10 Stellte man demgegenüber auf den Eingang der Rechtsmittel- bzw. Änderungsschrift nach dem 1.7.2007 ab,
führte das zu unerwünschten Verzögerungen und Erschwernissen. Die Beteiligten können nicht auf § 323 ZPO
verwiesen werden, denn der zur Änderung anstehende Vergleich, der im wesentlichen aus Bestimmungen der
Teilungserklärung besteht, enthält keine Verpflichtung zu künftig fällig werdenden wiederkehrenden Leistungen
i.S.d. § 323 Abs. 1 Satz 1 ZPO (vgl. auch § 238 FamFG). Auch wenn seine Herkunft aus dem Verfahren der
freiwilligen Gerichtsbarkeit der Abänderung gemäß § 323 ZPO grundsätzlich nicht entgegensteht, ist es
unverzichtbar, dass der Schuldtitel über bürgerlich-rechtliche Ansprüche befindet (Stein-Jonas/Leipold , ZPO,
20. Aufl., § 323 Rdnr. 16). Das ist bei einer Teilungserklärung, die solche Ansprüche erst schafft, nicht der Fall.

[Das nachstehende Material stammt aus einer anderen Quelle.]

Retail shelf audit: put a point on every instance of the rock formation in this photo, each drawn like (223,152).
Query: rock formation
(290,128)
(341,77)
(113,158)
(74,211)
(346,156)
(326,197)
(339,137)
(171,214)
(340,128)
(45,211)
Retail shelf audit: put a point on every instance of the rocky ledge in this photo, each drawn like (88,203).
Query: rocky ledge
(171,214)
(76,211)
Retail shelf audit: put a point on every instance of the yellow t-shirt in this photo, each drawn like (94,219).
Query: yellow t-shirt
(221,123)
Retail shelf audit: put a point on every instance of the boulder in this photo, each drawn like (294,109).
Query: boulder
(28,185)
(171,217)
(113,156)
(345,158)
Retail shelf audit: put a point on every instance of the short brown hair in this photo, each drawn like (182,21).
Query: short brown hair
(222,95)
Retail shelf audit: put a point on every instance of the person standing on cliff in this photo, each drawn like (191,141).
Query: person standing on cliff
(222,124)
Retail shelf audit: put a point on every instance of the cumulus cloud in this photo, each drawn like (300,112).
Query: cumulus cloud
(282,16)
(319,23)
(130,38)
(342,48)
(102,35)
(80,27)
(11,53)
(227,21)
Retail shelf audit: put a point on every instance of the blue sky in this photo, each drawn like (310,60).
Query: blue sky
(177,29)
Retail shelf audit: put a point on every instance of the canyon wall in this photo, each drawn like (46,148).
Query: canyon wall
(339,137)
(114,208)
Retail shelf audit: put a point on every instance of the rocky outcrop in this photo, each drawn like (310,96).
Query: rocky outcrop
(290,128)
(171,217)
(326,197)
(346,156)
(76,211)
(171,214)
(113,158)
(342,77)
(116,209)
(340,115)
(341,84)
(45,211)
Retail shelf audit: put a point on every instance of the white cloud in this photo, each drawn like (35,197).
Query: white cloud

11 Die den Beteiligten des hiesigen Verfahrens verbleibende Möglichkeit einer auf die §§ 10 Abs. 2 Satz 3 WEG,
313 Abs. 1 BGB gestützten Klage vor dem Prozessgericht müsste den gesamten Prozessstoff erneut
aufrollen, was mit erheblichen Verzögerungen einhergeht. Dabei stellt sich überdies die Frage, ob das
Prozessgericht ändernd in einen Titel der freiwilligen Gerichtsbarkeit eingreifen darf; einen solchen Eingriff sieht
weder das alte noch das neue WEG-Recht vor.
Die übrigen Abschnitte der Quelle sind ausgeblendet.